Eventually through visiting many teachers, taking many more silent classes, and practicing on my own, I came to understand how the balance on the four corners of the feet was of tremendous importance not only to how I would balance throughout the rest of the practice, which was a revelation in itself, but also throughout the rest of the day.
Noticing that, Samastitihi (Tadasana) became a more important pose, and not any longer one that I dismissed as if it was just a painful thing to ‘get over and done with as quickly as possible’.
|B.K.S. in Tadasana|
These days my understanding of Tadasana is deeper, I am in complete awe at seeing the prana and apana (upward and downward forces) within he body at play as I balance in the four corners of the feet, engage the quads, tighten the perineum (mula bandha), lift up my sternum, pull my belly in and up (uddyana bandha), lift the chin up, look peacefully along the sides of my nose, relax the muscles of the shoulders and face, find balance, chest buoyant.
Then there is the deep play of the lower body gathering energy from what seems to be the center of the earth and flowing upwards while the head levels the cosmic energy and brings it downward. Both meeting in the center of my solar plexus. I feel the energy moving. I feel the breath beginning to warm my body. I feel concentration happening.

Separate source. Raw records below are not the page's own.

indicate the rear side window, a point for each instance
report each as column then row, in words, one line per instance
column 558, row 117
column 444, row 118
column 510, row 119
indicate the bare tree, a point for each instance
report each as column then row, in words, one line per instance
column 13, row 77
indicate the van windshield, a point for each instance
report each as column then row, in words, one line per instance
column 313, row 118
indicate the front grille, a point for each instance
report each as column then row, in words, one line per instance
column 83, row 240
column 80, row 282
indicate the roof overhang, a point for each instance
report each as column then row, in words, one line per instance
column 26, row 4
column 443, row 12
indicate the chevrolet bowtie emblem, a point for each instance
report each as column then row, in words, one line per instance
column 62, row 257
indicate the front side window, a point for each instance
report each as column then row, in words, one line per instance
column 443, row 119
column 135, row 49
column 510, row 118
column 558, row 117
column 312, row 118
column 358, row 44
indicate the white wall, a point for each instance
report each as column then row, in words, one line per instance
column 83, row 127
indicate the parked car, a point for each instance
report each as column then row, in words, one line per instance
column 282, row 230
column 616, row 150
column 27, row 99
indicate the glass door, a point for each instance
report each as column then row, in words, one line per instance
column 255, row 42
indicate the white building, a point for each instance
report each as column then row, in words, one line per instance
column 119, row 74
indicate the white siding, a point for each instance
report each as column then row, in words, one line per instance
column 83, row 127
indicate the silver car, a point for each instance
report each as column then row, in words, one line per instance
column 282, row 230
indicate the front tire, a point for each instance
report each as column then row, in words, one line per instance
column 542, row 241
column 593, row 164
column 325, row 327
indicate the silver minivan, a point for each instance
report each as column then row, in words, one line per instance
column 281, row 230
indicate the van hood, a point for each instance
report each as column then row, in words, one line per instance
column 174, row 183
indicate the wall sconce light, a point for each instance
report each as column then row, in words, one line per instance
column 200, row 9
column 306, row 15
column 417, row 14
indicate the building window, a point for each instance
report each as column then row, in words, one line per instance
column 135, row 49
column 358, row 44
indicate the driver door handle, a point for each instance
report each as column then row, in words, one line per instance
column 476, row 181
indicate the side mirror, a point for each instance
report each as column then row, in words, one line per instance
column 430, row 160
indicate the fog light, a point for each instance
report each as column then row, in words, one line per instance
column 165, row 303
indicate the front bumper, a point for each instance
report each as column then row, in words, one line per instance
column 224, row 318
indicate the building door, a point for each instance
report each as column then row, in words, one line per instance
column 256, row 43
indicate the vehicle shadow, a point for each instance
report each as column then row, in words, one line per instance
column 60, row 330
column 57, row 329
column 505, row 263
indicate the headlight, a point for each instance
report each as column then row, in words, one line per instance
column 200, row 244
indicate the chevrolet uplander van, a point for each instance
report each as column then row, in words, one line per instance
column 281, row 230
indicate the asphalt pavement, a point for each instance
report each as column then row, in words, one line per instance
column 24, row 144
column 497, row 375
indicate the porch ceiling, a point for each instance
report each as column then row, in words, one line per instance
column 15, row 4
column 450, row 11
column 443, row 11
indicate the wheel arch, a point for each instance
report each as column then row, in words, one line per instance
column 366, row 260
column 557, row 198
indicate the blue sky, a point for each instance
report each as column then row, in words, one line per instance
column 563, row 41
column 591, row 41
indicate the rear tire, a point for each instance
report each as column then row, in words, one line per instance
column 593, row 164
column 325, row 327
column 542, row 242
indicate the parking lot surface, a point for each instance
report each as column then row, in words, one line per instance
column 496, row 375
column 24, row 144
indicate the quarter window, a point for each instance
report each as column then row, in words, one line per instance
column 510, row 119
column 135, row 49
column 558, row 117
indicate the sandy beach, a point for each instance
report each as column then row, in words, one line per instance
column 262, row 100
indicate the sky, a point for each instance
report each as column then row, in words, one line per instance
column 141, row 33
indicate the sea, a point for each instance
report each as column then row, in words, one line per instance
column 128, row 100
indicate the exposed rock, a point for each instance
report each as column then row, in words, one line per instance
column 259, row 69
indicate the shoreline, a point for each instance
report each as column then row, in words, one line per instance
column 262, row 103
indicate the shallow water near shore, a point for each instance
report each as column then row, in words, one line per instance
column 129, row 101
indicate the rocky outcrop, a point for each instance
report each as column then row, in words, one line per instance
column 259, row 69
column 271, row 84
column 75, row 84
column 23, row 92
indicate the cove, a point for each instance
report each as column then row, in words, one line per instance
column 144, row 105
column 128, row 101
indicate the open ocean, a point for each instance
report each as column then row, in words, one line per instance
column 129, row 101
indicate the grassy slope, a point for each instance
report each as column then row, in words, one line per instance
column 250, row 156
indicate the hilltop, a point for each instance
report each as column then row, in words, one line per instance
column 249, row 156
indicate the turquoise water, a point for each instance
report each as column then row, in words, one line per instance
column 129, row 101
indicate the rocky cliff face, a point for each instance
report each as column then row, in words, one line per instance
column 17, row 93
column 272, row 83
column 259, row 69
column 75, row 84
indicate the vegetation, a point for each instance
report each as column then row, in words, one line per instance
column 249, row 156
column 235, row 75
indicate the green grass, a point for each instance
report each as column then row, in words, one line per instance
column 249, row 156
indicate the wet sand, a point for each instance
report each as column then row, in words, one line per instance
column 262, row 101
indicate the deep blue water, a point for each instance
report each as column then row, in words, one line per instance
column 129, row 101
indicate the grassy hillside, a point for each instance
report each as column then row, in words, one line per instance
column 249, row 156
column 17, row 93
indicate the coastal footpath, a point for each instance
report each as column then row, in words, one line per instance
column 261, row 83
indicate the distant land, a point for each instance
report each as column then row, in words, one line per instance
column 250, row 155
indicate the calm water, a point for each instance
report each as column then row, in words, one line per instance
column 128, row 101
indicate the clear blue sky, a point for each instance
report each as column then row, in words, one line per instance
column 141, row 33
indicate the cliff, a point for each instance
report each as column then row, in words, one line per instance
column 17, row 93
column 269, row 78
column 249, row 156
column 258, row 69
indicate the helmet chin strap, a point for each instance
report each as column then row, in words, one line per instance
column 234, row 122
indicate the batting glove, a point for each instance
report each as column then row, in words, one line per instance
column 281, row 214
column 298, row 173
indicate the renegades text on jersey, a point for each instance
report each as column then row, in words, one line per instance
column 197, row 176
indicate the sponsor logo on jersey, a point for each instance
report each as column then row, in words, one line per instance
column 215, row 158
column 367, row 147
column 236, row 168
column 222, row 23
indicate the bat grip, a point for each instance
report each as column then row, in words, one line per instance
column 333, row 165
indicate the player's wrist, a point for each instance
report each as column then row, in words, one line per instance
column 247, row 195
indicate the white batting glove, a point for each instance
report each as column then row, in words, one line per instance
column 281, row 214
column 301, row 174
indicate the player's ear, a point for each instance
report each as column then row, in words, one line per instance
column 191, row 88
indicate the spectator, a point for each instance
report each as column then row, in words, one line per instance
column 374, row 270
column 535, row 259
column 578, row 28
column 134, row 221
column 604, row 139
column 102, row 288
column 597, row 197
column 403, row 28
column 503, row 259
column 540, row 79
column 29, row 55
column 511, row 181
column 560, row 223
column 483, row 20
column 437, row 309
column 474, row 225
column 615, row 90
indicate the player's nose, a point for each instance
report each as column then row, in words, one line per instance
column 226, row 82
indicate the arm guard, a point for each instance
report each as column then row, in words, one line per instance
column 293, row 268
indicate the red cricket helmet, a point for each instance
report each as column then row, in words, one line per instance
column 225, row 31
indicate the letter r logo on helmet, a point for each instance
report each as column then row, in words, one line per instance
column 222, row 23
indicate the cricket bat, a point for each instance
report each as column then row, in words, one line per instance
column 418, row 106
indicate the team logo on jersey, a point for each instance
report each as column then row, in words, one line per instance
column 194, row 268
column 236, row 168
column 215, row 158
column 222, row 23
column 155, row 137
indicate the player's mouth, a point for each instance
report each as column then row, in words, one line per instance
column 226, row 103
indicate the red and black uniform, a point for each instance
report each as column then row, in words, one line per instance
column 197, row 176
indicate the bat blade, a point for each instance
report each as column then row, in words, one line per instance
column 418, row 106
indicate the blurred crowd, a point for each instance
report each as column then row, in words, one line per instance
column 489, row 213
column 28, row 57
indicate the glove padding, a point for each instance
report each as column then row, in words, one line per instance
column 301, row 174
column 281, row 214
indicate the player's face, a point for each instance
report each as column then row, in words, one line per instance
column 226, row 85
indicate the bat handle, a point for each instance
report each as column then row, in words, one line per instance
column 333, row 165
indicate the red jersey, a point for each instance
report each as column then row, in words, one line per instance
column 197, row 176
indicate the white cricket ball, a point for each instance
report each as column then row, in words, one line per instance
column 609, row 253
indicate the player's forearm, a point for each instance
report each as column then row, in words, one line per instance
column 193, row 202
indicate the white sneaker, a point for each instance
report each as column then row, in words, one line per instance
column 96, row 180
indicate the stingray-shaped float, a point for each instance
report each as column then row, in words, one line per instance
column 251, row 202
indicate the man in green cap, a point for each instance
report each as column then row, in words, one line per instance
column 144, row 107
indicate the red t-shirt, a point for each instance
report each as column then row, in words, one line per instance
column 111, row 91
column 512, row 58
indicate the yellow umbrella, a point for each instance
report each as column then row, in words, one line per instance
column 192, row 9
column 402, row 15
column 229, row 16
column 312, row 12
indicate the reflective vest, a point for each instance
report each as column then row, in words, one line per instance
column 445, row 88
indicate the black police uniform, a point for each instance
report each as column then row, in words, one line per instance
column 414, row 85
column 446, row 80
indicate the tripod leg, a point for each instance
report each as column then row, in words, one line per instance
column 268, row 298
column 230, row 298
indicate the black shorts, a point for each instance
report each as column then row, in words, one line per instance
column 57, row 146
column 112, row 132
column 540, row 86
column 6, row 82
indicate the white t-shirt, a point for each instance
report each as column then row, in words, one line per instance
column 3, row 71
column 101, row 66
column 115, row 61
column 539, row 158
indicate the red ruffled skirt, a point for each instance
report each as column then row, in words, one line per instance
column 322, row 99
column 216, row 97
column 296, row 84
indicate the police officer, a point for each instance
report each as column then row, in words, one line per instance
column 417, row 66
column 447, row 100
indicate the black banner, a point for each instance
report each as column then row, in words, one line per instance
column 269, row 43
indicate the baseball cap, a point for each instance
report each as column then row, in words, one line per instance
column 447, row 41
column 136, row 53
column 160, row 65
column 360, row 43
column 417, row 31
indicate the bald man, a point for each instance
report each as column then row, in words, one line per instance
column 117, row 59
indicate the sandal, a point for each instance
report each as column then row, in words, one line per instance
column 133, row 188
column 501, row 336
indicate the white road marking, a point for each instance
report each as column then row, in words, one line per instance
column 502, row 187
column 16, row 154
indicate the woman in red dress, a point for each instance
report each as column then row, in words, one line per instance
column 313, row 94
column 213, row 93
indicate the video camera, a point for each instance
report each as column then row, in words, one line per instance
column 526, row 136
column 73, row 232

There is SO MUCH within this very first, seemingly non-important pose, that I find myself in gratitude that I can practice it. I wonder what practitioners who have done it even longer than me discover.
And if we are lucky we might at some point be able to navigate our deep fall into a state of silence without waking up any of the talking monsters that live in our minds, and experience a state of “at-one-ment”. We just might.